Kommentar zur AfD

Poggenburgs Exit

André Poggenburg 2017 bei einer Wahlveranstaltung: Klagen über einen „Linksruck“ in der AfD.

André Poggenburg 2017 bei einer Wahlveranstaltung: Klagen über einen „Linksruck“ in der AfD.

Berlin. Der Austritt von André Poggenburg aus der AfD ist ein nächster Beleg dafür, dass die Partei ihren Streit über den künftigen Kurs noch lange nicht beendet hat, kommentiert Holger Möhle.

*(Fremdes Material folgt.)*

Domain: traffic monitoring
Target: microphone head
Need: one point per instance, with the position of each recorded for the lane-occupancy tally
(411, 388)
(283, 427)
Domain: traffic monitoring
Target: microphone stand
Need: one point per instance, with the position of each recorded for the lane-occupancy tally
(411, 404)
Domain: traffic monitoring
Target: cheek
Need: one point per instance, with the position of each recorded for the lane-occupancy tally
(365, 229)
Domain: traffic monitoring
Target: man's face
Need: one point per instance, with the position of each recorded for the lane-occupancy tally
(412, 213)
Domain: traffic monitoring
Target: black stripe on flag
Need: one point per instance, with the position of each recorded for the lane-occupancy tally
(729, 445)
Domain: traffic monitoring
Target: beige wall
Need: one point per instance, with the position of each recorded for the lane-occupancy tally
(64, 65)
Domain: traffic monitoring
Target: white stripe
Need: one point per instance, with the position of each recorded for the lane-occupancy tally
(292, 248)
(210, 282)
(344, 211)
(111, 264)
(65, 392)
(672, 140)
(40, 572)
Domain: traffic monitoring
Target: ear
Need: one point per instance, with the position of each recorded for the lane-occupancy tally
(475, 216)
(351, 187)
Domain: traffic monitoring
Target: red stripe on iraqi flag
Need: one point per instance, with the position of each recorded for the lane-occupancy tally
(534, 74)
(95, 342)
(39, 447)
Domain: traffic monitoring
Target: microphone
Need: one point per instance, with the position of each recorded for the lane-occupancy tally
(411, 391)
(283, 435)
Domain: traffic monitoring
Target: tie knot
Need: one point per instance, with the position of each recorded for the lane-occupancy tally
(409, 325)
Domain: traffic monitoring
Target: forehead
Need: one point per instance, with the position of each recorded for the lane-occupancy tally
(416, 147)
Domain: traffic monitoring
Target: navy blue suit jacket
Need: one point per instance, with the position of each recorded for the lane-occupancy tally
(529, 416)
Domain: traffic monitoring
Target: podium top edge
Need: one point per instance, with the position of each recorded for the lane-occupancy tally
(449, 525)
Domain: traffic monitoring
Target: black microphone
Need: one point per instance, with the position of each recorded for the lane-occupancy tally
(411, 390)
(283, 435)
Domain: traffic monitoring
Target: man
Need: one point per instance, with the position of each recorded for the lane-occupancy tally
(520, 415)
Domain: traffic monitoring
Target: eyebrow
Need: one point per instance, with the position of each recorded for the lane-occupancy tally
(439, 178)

Einer geht noch. Und vielleicht ist er nicht der Letzte. Der Austritt von André Poggenburg aus der AfD ist ein nächster Beleg dafür, dass die Partei ihren Streit über den künftigen Kurs noch lange nicht beendet hat. Wenn die Anti-Europa-Partei an diesem Wochenende im sächsischen Riesa ihren Europa-Parteitag abhält, ist selbst Parteichef Jörg Meuthen nicht ganz wohl bei dem Gedanken: Die AfD könnte passend zum Brexit auch noch einen „Dexit“, einen EU-Austritt Deutschlands, beschließen, wie es der Leitantrag vorsieht.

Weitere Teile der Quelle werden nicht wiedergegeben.